If and how to return to the office: Data-driven decision making

Data-driven decision making

At the height of the pandemic, remote work was vital and relatively unquestioned as necessary for productivity to continue. But as variants, vaccines, and future of work conversations showed uncertainty in predicting what’s to come, we saw the conversation shift away from setting a definite date for all employees to return to offices – instead we all started talking about hybrid work.

At Sumo Logic, we offered employees hybrid work options while we tried to determine what that would look like. In a hybrid environment, how much space is needed to best service and support employees? How can you do this predictably and cost-effectively?

Like most organizations, we started with surveys asking our teams how often they planned to come into the office. As we later saw, these answers did not accurately reflect the reality of how often they came in person.

Of course, we did the only thing that made sense as Sumo Logic. We decided to drink our own champagne, and use our platform to look at the data. Here’s how we approached the data project, including some code/queries you’re welcome to copy-paste and try in your environment. Our results were surprising to us, and we’d love to hear if you find the same when you look at your data.
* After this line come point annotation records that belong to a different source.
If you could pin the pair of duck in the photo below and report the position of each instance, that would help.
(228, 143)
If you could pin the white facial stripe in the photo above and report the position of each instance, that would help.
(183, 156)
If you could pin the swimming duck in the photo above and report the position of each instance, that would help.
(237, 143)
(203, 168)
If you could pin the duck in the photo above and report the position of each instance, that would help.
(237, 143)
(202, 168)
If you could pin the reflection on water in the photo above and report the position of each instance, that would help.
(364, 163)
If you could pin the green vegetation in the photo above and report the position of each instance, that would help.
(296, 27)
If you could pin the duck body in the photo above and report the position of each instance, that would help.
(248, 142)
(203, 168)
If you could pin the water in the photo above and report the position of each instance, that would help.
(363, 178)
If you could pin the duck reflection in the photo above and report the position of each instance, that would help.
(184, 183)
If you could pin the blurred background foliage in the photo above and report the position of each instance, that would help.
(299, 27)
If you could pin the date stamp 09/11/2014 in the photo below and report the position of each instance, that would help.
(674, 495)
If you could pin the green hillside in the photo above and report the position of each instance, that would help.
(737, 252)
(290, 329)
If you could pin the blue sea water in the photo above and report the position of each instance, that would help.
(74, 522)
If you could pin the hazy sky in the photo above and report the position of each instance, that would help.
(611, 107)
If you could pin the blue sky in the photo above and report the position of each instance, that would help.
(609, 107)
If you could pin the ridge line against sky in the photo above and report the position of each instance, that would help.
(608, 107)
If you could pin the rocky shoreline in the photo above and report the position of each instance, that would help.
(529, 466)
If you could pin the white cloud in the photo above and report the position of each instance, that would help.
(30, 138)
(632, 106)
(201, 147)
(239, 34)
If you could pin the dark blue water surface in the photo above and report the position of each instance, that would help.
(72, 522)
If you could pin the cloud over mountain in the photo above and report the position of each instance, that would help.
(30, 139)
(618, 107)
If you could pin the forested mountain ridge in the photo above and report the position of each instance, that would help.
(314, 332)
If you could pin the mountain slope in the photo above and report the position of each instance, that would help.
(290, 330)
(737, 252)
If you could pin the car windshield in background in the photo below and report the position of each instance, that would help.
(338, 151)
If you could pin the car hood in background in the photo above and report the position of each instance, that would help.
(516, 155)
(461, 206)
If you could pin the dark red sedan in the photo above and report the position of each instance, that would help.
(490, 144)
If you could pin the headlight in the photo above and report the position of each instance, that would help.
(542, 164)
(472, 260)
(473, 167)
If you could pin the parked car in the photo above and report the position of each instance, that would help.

What questions to ask when evaluating the future of work

Before we can find the answers, we need to make sure that we’re asking the right questions. It’s not enough to simply find out how many people seats are used in an office on a given day. We wanted to track trends over time and see if there were patterns around which days were the most popular or if certain teams preferred working in the office compared to others. Also, so many people relocated during the pandemic (and we were fortunate enough to hire distributed teams), we needed to see how that impacted the geographical distribution of our employees.

Eventually, these were the core questions we sought to answer:

  • How much real estate do we need to service employees returning to an office?

  • How many people are coming into offices and which ones?

  • What is the frequency of their visits?

  • If you want to see people in the office, what’s the best day for rubbing elbows?

  • Which teams are using the office?

  • How far did people move? If we were to put together a new location, what’s a good place with a cluster of people?

It’s also important to note that our current data might not be able to answer future questions. For example, do we currently have employees who are unvaccinated and would like to return to the office if we changed our vaccination policy? Because we strive to address the future of work without the emotion and surveys that this topic usually elicits, this is yet another question that we can only address as that data becomes available.

The art of possible: How to set up your data for office usage and needs

To get these answers, we needed to start with data sources. This will differ for every company, so this approach might not be ideal for your scenario. We initially thought that we would use laptop-wifi data, tracking when people jumped online in the office to track who was onsite. However, we found that if someone simply came for a meeting or two, they might not need to get their laptop online.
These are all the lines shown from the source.